Print

Descartes, René (1596–1650)

DOI
10.4324/9780415249126-DA026-1
DOI: 10.4324/9780415249126-DA026-1
Version: v1,  Published online: 1998
Retrieved January 23, 2019, from https://www.rep.routledge.com/articles/biographical/descartes-rene-1596-1650/v-1

11. Physics and mathematics

To his contemporaries, Descartes was as well-known for his system of physics as he was for the metaphysical views that are now more studied. Indeed, as he indicates in the Preface to the French edition of the Principles, metaphysics constitutes the roots of the tree of philosophy, but the trunk is physics.
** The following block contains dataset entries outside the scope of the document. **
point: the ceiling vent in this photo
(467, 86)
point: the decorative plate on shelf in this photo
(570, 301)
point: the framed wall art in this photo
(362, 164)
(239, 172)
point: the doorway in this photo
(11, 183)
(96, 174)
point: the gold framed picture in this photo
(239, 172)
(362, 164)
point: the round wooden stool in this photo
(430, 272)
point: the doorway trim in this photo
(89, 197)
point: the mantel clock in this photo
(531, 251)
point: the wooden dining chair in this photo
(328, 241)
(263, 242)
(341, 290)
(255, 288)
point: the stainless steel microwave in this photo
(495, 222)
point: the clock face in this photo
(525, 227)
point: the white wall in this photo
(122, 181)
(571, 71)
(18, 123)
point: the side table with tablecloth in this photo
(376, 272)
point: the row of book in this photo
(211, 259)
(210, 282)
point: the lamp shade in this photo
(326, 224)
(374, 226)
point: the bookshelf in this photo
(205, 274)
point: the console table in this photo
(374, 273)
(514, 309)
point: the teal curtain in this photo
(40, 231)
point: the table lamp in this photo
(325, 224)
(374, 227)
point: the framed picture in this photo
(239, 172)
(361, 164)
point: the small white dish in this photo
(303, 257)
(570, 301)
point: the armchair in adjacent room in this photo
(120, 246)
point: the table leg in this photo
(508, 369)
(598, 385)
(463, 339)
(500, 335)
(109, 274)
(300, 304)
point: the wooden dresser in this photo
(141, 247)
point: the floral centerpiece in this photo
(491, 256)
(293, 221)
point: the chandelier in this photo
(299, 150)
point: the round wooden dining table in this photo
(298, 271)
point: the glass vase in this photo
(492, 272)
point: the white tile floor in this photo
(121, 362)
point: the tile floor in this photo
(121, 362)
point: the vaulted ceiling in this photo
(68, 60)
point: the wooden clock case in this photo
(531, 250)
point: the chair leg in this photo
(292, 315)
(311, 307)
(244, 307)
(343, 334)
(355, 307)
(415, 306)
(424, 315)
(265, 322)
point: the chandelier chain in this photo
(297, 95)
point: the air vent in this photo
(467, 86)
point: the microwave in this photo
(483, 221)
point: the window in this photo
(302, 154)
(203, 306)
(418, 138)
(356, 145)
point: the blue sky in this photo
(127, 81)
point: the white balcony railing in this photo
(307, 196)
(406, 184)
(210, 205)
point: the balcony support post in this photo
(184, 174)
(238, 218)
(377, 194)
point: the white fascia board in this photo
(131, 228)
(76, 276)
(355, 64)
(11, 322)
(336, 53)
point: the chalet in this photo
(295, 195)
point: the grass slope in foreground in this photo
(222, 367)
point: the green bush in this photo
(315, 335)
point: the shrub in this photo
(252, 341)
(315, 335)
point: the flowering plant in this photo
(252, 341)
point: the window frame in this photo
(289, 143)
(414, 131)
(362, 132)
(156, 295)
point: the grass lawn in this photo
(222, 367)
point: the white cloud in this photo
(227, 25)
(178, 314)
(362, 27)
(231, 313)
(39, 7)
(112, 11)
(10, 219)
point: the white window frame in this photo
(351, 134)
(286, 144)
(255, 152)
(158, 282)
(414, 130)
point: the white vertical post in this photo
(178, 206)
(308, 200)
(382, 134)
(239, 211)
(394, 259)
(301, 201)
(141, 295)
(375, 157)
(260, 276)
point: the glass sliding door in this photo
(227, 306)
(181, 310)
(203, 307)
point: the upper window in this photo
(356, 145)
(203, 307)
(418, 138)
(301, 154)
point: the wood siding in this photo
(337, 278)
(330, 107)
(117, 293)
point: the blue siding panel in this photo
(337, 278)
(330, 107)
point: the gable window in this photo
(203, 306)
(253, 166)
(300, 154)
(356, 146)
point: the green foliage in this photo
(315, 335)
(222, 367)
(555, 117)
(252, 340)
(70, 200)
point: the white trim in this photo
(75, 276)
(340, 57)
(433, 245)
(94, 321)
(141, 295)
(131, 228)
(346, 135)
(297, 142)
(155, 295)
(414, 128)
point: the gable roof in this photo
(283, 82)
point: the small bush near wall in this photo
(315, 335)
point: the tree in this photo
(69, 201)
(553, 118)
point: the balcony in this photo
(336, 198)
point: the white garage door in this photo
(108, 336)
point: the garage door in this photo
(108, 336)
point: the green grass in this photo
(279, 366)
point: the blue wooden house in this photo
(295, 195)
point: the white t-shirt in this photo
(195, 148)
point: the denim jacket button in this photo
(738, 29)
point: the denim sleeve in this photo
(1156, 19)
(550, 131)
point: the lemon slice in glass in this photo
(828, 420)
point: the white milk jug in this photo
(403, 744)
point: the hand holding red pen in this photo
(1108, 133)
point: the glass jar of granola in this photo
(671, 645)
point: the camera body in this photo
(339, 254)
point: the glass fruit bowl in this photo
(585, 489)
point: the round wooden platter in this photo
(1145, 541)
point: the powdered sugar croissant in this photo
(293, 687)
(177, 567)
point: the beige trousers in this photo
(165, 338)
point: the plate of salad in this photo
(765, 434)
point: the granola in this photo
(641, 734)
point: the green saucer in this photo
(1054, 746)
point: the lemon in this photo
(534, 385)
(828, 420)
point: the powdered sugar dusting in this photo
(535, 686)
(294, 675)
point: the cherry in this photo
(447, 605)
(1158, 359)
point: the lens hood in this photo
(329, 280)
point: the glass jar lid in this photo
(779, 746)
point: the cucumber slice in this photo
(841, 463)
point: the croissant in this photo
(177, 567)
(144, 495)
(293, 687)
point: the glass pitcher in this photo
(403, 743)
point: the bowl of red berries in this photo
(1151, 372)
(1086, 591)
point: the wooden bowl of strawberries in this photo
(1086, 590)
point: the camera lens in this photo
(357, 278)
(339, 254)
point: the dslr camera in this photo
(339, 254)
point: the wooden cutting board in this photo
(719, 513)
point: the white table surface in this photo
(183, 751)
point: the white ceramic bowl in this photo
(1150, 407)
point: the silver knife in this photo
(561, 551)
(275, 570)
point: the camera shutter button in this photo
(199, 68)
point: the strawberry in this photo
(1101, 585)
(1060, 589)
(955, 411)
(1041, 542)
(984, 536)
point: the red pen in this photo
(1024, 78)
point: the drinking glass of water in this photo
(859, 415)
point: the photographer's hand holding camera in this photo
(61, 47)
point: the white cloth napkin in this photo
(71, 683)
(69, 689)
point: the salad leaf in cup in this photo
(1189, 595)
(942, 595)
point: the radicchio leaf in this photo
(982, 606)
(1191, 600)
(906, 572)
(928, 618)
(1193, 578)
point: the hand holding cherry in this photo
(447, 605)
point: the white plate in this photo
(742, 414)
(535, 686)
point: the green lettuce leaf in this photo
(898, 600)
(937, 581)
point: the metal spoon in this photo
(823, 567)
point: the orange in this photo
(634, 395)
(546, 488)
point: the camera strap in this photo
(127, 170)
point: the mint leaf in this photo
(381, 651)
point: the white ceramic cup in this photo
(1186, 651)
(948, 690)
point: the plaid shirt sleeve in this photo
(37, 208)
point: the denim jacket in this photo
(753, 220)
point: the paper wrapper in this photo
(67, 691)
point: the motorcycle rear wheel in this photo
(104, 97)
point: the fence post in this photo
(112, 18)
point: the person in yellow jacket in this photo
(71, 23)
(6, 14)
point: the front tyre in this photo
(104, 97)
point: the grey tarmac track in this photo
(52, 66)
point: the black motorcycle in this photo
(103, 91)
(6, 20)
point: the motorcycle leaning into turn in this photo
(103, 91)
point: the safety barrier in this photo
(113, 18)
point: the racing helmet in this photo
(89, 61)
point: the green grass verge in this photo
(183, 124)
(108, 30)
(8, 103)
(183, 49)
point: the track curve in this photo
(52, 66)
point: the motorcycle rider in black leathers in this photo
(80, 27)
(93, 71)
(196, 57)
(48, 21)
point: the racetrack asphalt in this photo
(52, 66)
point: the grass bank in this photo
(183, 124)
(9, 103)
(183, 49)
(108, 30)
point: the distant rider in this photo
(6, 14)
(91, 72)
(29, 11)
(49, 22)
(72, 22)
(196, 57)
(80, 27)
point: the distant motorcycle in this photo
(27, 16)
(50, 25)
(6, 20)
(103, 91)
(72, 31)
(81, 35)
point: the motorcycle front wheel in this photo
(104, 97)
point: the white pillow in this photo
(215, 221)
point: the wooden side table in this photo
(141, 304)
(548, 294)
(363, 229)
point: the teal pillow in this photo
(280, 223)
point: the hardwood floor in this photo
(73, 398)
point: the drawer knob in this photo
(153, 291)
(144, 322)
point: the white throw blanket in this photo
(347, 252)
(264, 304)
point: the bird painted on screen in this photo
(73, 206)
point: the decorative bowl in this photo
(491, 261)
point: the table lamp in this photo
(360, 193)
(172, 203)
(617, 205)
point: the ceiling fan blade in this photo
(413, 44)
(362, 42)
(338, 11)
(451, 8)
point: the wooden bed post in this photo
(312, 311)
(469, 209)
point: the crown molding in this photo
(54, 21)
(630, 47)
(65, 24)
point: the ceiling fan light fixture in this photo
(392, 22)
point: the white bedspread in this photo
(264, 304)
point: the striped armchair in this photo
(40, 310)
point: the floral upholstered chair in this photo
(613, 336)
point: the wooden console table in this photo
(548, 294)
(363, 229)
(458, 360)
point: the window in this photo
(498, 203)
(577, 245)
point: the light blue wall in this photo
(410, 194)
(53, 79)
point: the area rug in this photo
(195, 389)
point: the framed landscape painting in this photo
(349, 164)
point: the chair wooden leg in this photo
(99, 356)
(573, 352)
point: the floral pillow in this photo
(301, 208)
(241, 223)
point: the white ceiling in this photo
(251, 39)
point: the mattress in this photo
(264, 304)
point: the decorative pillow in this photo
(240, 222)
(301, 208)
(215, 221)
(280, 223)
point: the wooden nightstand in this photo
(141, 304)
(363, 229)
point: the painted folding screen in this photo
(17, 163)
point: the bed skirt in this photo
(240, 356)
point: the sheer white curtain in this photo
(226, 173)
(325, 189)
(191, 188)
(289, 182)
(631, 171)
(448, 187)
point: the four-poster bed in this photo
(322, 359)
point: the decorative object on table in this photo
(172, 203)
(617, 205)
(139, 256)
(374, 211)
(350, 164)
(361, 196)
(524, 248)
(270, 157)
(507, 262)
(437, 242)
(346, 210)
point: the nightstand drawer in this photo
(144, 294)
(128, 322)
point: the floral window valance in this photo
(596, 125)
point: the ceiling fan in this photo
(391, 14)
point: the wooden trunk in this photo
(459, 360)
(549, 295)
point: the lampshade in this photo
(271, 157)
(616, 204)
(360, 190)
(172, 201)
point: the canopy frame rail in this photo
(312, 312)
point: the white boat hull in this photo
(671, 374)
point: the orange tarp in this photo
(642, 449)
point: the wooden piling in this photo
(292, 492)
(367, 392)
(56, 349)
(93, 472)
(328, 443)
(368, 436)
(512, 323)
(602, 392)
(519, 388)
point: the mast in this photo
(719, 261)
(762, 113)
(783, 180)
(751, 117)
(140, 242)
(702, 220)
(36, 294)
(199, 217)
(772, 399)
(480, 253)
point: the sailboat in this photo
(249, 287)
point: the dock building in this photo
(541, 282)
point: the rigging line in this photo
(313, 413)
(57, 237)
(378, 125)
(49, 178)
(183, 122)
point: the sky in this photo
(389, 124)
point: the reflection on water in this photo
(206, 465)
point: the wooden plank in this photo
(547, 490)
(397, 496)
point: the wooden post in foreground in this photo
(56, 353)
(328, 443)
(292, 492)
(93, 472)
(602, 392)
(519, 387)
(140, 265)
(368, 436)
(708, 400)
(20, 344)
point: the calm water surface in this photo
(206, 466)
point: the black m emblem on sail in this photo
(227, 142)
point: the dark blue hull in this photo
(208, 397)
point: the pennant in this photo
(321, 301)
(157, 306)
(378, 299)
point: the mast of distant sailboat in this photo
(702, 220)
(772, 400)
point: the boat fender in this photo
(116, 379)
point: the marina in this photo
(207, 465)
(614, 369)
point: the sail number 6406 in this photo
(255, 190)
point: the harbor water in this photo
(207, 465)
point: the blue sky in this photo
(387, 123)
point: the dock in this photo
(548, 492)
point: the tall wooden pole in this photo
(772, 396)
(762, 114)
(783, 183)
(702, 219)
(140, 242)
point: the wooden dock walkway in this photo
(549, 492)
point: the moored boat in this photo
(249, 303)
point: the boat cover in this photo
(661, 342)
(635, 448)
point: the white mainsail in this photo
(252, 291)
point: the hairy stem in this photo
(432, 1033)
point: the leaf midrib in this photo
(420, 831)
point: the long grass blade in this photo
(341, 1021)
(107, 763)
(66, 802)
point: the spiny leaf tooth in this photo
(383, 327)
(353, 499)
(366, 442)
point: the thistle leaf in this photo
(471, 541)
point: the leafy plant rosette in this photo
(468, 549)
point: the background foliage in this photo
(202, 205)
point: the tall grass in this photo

Descartes’ physics was developed in two main places. The earliest is in the treatise Le Monde (The World) which he suppressed when Galileo was condemned for Copernicanism in 1633, though summarized in Part V of the Discourse. Later, in the early 1640s, he presented much of the material in a more carefully worked-out form, in Parts II, III and IV of the Principles. Like the physical thought of many of his contemporaries, his physics can be divided into two parts – a general part, which includes accounts of matter and the general laws of nature, and a specific part, which includes an account of particular phenomena.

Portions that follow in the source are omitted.